Fallait-il, dès l’apparition du premier cas de coronavirus, suspendre les vols vers l’Iran ou ménager les susceptibilités du Hezbollah ? Donner les rênes à l’armée ou compter sur le civisme, légendaire, du peuple libanais ? Préserver l’accès aux soins ou privilégier le besoin de se nourrir ? 

Partout dans le monde, les États sont confrontés à des arbitrages délicats, entre risques sanitaires et impératifs économiques, auxquels s’ajoute une dimension particulière au Liban. Une dimension politique, qui soulève une question fondamentale : la finalité de l’action publique. Autrement dit comment le gouvernement Diab a-t-il tranché, selon quels critères ? 

Dans la plupart des pays occidentaux, la réponse est simple : l’État agit au nom de l’intérêt général, duquel il tire sa légitimité. Mais quand l’État est basé sur le confessionnalisme, et donc la défense des intérêts communautaires, les citoyens ne peuvent que douter, à tort ou à raison, du bien-fondé des décisions prises par ses représentants. 

D’autant que ce système, qui plus est clientéliste, a entraîné le pays dans un gouffre financier qui amplifie la crise sanitaire et complique sa gestion. 

Comment s’approvisionner en matériel médical quand on n’a plus de dollars ? Comment équiper des hôpitaux publics quand on a passé des années à les détruire ? Comment protéger les plus démunis quand les caisses sont vides ? Comment demander une aide internationale quand on est incapable de s’aider soi-même ?

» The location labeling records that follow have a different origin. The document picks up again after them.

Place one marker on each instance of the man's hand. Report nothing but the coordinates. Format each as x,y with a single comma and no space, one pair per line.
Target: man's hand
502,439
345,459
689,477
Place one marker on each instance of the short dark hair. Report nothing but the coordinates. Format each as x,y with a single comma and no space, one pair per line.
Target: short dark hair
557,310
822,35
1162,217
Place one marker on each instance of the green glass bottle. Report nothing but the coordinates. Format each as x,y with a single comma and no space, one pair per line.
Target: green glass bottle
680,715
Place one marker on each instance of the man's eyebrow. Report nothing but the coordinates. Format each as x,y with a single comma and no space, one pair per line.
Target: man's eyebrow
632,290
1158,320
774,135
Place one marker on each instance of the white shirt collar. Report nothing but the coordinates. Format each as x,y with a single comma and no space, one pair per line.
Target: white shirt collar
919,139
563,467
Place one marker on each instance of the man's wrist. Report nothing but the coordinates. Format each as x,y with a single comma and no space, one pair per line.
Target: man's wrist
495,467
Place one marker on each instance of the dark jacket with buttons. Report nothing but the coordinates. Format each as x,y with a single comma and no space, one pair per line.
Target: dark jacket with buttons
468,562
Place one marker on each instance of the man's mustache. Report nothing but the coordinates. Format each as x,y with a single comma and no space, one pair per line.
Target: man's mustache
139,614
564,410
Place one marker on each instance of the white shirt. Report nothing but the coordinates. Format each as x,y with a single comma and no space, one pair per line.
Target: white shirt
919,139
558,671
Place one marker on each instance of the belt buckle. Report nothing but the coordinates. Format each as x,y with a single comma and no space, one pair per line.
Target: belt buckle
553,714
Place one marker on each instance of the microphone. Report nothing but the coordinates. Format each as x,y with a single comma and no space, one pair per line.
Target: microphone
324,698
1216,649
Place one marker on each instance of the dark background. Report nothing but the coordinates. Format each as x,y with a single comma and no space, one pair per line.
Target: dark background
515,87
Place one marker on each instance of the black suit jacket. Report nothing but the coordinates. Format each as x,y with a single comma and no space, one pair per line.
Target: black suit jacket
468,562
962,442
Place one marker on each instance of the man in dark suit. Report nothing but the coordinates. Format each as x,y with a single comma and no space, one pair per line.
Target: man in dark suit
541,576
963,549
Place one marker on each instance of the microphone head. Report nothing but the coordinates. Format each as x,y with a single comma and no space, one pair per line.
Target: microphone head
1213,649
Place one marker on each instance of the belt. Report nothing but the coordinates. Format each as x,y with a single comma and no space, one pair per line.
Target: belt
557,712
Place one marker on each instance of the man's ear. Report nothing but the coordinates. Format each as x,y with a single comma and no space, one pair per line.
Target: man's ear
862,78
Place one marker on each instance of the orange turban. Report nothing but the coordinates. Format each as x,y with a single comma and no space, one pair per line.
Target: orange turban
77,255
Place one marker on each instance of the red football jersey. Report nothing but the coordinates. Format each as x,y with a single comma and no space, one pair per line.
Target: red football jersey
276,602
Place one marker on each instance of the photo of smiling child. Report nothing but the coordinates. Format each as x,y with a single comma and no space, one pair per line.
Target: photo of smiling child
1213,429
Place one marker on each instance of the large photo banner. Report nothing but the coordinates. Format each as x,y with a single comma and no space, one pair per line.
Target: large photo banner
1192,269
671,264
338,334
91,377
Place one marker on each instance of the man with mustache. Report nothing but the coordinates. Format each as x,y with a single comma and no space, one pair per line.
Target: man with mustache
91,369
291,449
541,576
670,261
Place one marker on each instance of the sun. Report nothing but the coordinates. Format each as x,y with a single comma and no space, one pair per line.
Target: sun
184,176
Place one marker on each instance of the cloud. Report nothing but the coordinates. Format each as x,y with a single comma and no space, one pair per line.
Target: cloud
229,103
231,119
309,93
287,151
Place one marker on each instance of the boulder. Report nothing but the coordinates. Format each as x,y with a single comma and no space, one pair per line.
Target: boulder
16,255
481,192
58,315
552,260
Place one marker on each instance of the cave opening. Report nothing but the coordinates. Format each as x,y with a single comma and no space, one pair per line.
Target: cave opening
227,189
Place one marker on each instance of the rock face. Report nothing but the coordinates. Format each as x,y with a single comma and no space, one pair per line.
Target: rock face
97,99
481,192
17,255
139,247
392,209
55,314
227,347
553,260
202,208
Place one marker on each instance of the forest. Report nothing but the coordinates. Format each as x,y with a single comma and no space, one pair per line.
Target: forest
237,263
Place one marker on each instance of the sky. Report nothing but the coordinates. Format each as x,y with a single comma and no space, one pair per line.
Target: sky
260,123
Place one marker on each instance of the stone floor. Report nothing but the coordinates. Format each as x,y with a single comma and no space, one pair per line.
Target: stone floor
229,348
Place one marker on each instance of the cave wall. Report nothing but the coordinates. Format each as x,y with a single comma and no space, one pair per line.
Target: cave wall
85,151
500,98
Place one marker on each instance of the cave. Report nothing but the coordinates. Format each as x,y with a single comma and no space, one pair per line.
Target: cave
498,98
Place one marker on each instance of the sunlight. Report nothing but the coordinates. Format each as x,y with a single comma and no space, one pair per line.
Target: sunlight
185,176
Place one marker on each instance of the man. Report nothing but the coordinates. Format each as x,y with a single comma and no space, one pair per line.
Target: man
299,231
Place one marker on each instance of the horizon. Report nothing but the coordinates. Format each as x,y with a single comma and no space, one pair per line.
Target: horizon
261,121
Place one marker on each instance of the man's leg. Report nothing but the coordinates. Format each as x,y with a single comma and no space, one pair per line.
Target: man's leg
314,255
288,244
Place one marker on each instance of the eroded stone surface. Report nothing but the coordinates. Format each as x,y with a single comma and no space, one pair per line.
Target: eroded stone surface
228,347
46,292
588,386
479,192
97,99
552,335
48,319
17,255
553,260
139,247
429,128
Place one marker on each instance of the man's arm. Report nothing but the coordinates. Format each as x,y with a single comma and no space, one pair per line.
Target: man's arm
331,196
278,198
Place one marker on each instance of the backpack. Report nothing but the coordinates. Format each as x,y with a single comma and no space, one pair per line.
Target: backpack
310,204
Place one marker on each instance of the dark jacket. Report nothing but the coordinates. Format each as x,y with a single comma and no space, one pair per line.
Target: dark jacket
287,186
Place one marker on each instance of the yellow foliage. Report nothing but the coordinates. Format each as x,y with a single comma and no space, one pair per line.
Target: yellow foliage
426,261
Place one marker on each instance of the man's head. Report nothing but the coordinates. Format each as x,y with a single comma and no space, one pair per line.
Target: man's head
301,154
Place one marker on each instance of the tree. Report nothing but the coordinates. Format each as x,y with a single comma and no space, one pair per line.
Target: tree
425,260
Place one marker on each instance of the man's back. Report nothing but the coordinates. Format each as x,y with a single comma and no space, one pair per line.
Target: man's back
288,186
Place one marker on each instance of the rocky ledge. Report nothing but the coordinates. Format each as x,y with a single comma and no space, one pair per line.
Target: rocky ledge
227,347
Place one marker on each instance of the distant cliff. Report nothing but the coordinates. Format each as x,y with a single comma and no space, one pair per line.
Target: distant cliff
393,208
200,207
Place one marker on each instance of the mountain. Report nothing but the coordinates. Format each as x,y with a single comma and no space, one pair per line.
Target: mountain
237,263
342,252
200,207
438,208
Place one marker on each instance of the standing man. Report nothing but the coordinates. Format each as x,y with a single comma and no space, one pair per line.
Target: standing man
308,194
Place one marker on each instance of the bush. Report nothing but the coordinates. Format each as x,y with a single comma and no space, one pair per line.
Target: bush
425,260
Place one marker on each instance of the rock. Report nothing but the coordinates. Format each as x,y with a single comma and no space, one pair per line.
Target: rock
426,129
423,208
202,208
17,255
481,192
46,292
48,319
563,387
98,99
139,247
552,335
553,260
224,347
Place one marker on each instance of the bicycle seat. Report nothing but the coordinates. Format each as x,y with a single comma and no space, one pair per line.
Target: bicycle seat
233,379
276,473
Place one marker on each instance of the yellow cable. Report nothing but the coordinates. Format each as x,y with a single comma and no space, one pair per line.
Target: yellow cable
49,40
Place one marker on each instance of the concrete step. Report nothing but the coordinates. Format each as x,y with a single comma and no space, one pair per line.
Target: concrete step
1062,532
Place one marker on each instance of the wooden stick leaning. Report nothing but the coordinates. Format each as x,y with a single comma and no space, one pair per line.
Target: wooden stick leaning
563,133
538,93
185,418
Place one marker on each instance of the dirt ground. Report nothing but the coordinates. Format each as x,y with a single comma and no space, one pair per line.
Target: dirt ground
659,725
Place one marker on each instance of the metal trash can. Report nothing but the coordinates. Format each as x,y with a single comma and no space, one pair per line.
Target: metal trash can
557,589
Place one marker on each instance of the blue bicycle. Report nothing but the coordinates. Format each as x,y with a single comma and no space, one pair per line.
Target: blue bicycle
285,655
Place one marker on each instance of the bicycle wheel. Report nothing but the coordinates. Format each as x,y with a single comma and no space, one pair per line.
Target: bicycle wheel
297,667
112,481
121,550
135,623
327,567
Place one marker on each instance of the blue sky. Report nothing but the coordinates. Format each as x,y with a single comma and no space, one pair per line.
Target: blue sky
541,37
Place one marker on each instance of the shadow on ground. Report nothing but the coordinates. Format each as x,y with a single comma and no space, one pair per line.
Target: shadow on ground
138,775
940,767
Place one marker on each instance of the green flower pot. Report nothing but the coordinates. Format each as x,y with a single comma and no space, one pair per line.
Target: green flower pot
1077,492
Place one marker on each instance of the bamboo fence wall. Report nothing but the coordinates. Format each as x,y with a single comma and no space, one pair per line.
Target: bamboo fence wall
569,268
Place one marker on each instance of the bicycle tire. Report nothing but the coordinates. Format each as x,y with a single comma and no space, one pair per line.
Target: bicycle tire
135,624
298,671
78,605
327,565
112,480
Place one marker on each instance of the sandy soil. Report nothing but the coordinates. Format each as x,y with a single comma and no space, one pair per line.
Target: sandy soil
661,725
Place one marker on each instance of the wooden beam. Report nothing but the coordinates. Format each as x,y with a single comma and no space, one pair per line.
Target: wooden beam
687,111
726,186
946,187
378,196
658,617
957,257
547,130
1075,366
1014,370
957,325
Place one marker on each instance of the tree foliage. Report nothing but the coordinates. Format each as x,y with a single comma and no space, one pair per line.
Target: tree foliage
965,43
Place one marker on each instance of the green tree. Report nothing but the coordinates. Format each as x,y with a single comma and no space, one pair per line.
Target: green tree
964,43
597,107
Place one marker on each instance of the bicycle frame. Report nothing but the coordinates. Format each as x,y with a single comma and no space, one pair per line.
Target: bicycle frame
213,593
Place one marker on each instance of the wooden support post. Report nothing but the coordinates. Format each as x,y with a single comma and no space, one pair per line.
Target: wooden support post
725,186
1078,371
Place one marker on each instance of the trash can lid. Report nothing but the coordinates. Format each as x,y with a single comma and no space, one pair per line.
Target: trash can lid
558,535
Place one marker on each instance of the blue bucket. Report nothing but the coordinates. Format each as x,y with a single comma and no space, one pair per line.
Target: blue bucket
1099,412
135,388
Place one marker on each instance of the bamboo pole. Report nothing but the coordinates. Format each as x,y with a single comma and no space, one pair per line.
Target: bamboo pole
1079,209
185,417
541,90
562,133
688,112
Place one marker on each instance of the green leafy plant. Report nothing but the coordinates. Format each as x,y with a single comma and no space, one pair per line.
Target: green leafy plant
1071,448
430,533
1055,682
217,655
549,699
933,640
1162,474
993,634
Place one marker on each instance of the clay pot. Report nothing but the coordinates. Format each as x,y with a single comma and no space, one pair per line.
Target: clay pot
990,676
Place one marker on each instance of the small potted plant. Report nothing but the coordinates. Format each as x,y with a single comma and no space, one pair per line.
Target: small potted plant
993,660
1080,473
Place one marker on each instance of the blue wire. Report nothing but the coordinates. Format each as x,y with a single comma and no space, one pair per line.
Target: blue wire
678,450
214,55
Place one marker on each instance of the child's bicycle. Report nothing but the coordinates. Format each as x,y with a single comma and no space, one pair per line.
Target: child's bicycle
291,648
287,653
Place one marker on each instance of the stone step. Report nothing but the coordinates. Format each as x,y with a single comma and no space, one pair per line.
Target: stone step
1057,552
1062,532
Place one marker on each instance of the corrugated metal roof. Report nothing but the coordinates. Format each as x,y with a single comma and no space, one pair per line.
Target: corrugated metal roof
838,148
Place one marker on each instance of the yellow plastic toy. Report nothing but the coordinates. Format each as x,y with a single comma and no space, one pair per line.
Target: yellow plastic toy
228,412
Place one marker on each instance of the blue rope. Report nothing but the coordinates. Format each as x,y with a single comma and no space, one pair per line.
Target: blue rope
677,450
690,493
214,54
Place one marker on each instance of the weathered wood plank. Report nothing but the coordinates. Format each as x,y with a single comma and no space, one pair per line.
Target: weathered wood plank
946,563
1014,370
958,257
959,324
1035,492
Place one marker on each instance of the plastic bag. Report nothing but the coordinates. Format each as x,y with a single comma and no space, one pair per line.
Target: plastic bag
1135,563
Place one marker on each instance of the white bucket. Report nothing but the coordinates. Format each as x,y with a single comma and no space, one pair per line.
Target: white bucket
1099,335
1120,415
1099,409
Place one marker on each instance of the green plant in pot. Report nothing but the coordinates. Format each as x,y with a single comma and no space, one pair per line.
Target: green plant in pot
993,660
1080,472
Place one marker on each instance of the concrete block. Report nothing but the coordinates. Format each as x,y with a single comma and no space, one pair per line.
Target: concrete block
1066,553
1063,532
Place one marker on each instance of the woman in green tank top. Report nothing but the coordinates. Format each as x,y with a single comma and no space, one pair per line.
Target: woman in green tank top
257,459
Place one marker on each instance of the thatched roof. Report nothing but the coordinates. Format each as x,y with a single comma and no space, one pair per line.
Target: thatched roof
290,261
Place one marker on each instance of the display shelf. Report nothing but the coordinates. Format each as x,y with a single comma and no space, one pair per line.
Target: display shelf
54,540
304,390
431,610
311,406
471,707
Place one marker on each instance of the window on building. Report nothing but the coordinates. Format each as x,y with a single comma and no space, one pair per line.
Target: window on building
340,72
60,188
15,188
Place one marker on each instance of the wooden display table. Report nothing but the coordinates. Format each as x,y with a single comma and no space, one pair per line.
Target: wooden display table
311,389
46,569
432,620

Tout ce que l’État a trouvé à faire est de demander aux Libanais d’être ce que lui-même n’a jamais été : solidaires. Son appel aux dons permet au passage aux politiciens de passer pour des âmes charitables, et renforcer leur emprise sur une population de plus en plus démunie.

La pandémie suscite des réflexions dans le monde entier sur le modèle économique, les priorités en matière de politiques publiques, le rôle de l’État... Le Liban doit lui aussi tirer les enseignements de cette énième crise, et déplacer le débat sur la nécessité d’un état d’urgence à l’urgence d’un État digne de ce nom.